Verdict - Check It. The first issue of Severed is a little hit and miss. The writing leaves something to be desired, while the art is absolutely gorgeous. Snyder, Tuft, and Futaki write at the back of the issue that the series is meant to be a slow burn, so I imagine that things will pick up. However, it is kind of disappointing that the first issue doesn't quite manage to stand on its own.
Quick Shot Reviews
BATMAN GATES OF GOTHAM #4 - This series had a decent start and gained a load of momentum from an excellent second issue. But since that time, it feels like the book has been coasting. The narrative, which seemed new and interesting at the beginning, has become cliché and formulaic. Where there used to be a sense urgency, it now feels like all the characters are simply going through the motions. The Bat-family is trying to stop the new villain, the Architect, because they're the good guys, and the Architect is causing havoc because he's the bad guy. No more, no less.

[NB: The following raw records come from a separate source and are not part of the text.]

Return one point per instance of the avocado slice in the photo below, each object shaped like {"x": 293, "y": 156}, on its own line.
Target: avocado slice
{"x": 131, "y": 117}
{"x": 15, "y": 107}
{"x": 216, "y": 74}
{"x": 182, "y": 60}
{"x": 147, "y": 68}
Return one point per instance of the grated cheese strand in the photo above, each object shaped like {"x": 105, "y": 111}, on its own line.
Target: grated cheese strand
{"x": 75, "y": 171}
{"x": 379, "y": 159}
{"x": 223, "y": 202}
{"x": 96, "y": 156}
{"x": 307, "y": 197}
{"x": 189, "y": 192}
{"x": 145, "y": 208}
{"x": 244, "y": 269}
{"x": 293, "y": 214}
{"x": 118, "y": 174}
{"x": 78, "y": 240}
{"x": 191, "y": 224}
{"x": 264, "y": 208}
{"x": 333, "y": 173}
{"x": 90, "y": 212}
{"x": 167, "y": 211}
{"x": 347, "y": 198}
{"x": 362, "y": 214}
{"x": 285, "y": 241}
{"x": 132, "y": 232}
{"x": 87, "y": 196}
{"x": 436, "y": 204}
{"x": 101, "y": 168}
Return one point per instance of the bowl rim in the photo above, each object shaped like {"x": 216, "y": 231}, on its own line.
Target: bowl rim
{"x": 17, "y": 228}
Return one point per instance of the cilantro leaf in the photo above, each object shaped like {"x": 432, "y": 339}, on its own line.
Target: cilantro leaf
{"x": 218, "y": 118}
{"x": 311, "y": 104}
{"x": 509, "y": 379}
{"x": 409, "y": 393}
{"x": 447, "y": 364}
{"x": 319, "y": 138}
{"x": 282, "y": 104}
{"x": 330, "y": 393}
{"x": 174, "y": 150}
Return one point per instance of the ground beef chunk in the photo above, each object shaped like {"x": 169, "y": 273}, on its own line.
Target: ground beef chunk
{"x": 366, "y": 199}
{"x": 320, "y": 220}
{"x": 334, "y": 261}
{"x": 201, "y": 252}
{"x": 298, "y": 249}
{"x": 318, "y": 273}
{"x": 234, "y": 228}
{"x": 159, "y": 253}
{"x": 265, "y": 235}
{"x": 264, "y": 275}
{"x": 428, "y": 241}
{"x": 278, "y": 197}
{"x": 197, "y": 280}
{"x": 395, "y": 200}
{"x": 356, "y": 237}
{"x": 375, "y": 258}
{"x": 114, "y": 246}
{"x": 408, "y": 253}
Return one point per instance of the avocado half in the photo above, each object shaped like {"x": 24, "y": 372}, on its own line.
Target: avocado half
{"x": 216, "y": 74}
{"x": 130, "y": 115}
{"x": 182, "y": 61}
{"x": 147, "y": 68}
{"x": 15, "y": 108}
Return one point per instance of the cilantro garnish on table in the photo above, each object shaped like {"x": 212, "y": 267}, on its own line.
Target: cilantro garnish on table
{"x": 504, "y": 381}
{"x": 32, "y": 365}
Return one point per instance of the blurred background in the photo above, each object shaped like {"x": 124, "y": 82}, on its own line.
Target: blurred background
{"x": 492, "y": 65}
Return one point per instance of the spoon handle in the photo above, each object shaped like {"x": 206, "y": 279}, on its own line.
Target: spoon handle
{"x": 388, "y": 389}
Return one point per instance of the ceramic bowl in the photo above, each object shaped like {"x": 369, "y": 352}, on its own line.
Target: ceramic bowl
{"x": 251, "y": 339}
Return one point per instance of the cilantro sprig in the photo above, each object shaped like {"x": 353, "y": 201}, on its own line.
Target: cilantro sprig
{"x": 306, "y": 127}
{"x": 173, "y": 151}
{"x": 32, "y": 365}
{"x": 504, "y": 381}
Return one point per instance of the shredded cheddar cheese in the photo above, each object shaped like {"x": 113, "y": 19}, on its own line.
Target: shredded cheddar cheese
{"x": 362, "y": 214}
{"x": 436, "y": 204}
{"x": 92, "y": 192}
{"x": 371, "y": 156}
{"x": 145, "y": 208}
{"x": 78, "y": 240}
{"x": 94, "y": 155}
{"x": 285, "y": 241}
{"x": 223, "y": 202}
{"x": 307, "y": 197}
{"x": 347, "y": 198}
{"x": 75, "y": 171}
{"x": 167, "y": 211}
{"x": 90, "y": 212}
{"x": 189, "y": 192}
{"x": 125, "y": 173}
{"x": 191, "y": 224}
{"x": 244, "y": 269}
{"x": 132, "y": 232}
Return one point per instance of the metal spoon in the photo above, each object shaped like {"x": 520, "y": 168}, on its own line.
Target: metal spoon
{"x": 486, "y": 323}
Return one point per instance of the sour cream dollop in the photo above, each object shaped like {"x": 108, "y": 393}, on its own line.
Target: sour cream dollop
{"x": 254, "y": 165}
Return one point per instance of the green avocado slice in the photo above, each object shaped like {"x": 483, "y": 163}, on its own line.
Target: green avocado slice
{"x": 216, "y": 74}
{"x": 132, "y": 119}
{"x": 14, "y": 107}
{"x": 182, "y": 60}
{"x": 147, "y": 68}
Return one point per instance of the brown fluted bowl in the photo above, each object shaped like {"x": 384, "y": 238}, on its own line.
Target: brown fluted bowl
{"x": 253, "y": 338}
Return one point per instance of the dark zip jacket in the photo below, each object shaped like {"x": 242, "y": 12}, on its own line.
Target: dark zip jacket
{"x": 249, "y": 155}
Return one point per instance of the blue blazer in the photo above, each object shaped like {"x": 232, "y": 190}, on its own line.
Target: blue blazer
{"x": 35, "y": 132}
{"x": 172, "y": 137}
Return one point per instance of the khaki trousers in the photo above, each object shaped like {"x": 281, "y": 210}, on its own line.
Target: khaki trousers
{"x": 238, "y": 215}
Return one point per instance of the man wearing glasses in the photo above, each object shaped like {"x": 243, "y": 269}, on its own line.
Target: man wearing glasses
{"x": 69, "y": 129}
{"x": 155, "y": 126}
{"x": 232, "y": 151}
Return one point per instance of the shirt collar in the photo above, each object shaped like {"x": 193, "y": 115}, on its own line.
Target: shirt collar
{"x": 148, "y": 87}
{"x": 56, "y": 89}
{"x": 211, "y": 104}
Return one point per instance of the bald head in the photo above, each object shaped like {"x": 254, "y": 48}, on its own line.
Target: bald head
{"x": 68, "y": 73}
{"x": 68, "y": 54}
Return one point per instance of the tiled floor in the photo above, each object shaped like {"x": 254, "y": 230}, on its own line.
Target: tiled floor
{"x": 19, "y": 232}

On the plus side, Trevor McCarthy's art continues to impress. He does some exciting things throughout the issue that almost make up for the shortcomings of the writing. Unfortunately, even his solid drawings can't save what adds up to a somewhat boring and predictable mystery. There's only one issue left, so I'll probably be back for that, but it's a shame that Gates of Gotham ended up this way after such a promising start.
Verdict - Check It.
SWEET TOOTH #24 - I can't say enough good things about Jeff Lemire's creator-owned series. Sweet Tooth is an absolute joy to read, and this issue is no exception. The series has a history of meaningful visions, and we get the biggest example of that here, as Gus follows a the lead of a skeletal deer for the majority of the book. I love the way that Lemire alters his style for these segments, and the imagery seen throughout is rife with symbolism that one could spend ages deconstructing.
While it is primarily the Gus-show, Jepperd gets some excellent character moments that really pay off a lot of what Lemire has been building since the series began. His rush to save Gus and his fear of losing the young boy ring true and only add to the strength of the issue. The story ends with a cliffhanger that actually leaves me without any idea of what will happen next, which is incredibly refreshing. And whatever might follow, I will happily be there to see it happen.
Verdict - Buy It.
ROGER LANGRIDGE’S SNARKED #0 - As I mentioned earlier in the week, this book is only a preview of Roger Langridge's new ongoing all-ages comic, Snarked, that will be starting in October. Consequently, the book only has 8 pages worth of comic. In spite of that, they were some of the best 8 pages I read this week. Langridge's signature art style and witty writing are both out in full force, making for a solid story, even if it isn't particularly lengthy.
Taking Lewis Caroll's writings as their base (particularly "The Walrus and the Carpenter", who just so happen to be among the protagonists of the tale), Langridge expands greatly upon them, borrowing when necessary and creating entirely new things when deemed appropriate. It all adds up to a comic that is well-worth the price of admission - especially when that price is a single dollar. You should grab this preview if you can, and definitely pick up the series when it drops in October.
Verdict - Buy It.
A lot to go through, but these are only my thoughts on a few of the books that came out this week. How did you fine folks at home make out? Read any of the same comics? On the whole, what did you think of your haul? As always, feel free to share in the comments!